Ces réserves, nous croyons qu’il n’y a pas à les faire au sujet d’un conte du Dekkan, dont nous avons eu à parler dans notre Monographie B (Revue, septembre 1913, p. 407 ; — p. 93 du tiré à part). Là[3], Anar Rânî (« la Rânî de la Grenade »), qui a été mise par ses parents dans une grosse grenade, est réputée « la plus belle dame de la terre ».

« Ses cheveux étaient noirs comme l’aile du corbeau ; ses yeux étaient comme les yeux d’une gazelle ; ses dents, deux rangs de perles, et ses joues, de la couleur de la grenade » (p. 95). « Elle était d’un teint clair comme une fleur de lotus (fair as lotus flower), et la couleur de ses joues était comme la riche couleur rouge foncé d’une grenade (like the deep rich colour of a pomegranat) (p. 101)[3].

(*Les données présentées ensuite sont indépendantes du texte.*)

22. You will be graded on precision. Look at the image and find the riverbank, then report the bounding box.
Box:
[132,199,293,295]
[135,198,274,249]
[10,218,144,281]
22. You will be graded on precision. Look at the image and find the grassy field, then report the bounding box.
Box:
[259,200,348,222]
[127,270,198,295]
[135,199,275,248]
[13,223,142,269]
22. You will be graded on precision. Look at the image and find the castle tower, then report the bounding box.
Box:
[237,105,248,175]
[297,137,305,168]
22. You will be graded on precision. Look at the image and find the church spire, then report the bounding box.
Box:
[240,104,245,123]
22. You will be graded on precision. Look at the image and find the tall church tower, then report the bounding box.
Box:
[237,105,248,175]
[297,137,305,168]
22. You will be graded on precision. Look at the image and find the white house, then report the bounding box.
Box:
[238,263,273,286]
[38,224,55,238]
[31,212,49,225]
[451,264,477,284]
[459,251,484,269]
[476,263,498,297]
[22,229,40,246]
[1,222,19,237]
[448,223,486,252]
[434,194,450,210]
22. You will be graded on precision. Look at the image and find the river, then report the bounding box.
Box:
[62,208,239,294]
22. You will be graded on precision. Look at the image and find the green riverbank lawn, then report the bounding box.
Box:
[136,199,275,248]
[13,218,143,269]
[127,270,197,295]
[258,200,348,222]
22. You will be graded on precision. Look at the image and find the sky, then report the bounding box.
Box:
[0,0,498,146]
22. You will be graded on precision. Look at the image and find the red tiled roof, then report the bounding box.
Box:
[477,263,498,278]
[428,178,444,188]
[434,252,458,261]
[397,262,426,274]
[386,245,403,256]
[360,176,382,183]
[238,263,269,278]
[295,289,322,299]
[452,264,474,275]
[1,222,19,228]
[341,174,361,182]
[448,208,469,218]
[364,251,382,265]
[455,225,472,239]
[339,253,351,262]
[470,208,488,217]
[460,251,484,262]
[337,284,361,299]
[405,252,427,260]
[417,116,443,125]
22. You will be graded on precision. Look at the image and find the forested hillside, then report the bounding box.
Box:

Le grand ouvrage de M. Edouard Chavannes, Cinq cents contes et apologues, extraits du Tripitaka chinois, déjà plusieurs fois cité, nous fournit aussi un document qui est loin d’être sans importance (III, n° 381, et p. 355, note). Dans un des récits d’un livre bouddhique sanscrit, dont une traduction chinoise a été faite en l’an 710 de notre ère, l’épouse d’un roi de Bénarès met au monde un vrai fils de roi » : « le visage de cet enfant était régulier et majestueux ; son teint était rose et blanc… » — Ce ne sont certainement pas les Chinois, ces jaunes, qui auraient introduit dans l’original indien ce teint « rose et blanc ».

Ces héros et ces héroïnes au teint blanc et aux joues rouges, ces fées et ces sorcières toutes blanches, sont-ils un souvenir des ancêtres des hautes castes de l’Inde, de ces conquérants âryas de race blanche, venus du Nord et dont le teint, moins bruni peut-être alors

  1. Lal Behari Day, Folk-tales of Bengal (Londres, 1883), n° 2.
  2. À noter qu’il n’est pas question ici de « lait et sang ».
  3. a et b Miss M. Frere, Old Deccan Days, n° 7.